客席側では、造作家具の寸法誤差が問題になりやすい。中国側で完成品を作り込むほど現場施工は速くなるが、日本の現場寸法と数ミリから数センチずれるだけで壁面収納やベンチシートが納まらない。建築図面の寸法をそのまま製作寸法にせず、下地施工後の現場実測値を反映して最終製作図を承認することが重要だ。壁際の造作物には調整材やフィラーを設け、現場で吸収できる寸法余裕を持たせたい。
また、家具や内装材を混載する場合は梱包番号と施工場所を連動させる。例えば「1F-BAR-01」「2F-BOOTH-03」のように図面番号、梱包番号、製品ラベルを一致させれば、コンテナ到着後の仕分け時間を大幅に減らせる。店舗案件では開業日が固定されているため、輸送中の破損に備え、特殊金物、取手、照明部品、化粧板などは予備品も同梱しておくべきである。

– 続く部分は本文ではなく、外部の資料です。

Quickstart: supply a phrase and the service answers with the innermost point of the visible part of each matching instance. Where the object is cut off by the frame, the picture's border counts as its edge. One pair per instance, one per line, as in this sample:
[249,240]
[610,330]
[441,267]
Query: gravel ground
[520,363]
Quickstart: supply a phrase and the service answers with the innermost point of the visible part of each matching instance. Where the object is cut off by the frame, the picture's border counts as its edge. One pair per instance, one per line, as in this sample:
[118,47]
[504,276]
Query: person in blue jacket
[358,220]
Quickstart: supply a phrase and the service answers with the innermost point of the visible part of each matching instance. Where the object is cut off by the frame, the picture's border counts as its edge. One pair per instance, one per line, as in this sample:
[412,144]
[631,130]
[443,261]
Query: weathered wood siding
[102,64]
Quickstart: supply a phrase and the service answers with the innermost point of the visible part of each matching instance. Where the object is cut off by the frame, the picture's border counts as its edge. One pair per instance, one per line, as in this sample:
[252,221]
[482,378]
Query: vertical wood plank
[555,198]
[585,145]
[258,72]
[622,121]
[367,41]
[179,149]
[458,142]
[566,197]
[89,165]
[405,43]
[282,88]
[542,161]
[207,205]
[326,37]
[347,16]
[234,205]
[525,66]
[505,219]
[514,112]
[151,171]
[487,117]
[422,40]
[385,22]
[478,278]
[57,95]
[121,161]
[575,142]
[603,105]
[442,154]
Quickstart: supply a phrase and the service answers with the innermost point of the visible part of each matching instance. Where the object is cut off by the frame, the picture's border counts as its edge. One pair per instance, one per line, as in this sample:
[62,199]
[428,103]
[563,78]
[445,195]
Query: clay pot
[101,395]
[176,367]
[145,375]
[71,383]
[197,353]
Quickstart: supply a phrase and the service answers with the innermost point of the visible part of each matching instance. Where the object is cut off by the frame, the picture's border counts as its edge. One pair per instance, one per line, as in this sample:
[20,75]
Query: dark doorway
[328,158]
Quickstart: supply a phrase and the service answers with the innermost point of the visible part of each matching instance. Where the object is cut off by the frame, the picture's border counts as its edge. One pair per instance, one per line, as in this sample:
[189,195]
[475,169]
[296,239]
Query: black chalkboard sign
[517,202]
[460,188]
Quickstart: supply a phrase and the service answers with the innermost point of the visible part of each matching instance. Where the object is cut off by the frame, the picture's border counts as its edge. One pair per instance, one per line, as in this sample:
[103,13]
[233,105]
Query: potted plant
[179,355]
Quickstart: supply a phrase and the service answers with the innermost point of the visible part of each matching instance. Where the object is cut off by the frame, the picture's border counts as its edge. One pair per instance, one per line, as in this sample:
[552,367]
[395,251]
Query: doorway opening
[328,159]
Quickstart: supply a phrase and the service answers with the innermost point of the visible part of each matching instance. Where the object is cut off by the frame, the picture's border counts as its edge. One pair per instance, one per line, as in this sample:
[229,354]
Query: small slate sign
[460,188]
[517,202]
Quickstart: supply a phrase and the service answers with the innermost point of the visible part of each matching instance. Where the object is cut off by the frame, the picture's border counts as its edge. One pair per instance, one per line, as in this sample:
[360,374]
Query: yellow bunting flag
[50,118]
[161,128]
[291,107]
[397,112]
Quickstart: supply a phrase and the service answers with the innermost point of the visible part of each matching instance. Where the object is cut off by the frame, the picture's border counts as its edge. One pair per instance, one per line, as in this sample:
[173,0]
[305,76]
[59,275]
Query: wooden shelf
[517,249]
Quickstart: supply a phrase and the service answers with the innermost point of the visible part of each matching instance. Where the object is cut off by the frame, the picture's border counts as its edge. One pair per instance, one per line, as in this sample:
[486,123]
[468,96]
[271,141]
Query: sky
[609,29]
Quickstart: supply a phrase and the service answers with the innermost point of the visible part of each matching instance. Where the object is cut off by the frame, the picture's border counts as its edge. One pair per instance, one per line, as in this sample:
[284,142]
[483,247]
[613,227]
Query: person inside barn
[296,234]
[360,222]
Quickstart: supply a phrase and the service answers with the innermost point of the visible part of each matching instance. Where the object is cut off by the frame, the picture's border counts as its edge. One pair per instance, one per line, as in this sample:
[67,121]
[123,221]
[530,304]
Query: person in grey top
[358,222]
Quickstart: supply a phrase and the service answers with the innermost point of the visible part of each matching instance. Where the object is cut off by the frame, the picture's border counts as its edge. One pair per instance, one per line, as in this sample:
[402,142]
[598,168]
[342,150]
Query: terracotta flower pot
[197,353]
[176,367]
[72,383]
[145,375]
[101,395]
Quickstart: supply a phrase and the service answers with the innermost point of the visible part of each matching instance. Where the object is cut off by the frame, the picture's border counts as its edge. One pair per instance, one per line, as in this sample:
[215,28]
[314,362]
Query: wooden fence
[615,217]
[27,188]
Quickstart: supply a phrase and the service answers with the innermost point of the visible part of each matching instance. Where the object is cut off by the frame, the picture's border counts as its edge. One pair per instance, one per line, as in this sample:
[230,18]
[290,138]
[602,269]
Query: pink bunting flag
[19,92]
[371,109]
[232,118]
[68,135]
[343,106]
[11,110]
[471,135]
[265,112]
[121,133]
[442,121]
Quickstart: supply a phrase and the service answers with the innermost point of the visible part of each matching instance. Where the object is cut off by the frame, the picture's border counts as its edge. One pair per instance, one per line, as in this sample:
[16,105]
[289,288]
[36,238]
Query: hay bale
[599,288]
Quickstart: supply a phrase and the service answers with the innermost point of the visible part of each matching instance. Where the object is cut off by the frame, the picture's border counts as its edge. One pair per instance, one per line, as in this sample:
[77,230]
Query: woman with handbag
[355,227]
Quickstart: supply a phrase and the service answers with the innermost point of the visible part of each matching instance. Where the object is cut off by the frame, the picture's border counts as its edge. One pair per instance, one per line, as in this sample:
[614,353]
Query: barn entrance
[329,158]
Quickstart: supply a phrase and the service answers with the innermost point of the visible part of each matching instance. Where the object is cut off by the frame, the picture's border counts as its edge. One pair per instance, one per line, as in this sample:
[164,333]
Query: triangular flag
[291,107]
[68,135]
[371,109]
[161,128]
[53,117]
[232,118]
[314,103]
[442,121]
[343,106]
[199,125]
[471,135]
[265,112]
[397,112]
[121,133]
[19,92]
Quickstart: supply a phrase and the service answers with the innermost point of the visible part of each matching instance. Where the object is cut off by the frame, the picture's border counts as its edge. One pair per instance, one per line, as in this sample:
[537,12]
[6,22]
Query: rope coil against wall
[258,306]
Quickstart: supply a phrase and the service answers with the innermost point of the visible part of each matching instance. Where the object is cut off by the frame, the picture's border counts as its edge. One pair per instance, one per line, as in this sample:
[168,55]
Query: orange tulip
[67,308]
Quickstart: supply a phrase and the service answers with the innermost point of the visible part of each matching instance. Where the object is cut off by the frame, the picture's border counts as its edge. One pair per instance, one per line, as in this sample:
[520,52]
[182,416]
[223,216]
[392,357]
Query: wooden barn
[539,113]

中国調達の価値は単なる低価格ではなく、特殊形状や多品種を一つのサプライチェーンで製作できる点にある。ただし、日本側が要求性能と寸法を明文化して初めてその強みを生かせる。レストラン内装では、意匠図、法規条件、製作図、検品表、梱包リストまでを一連のデータとして管理することが、価格以上に重要な調達技術となる。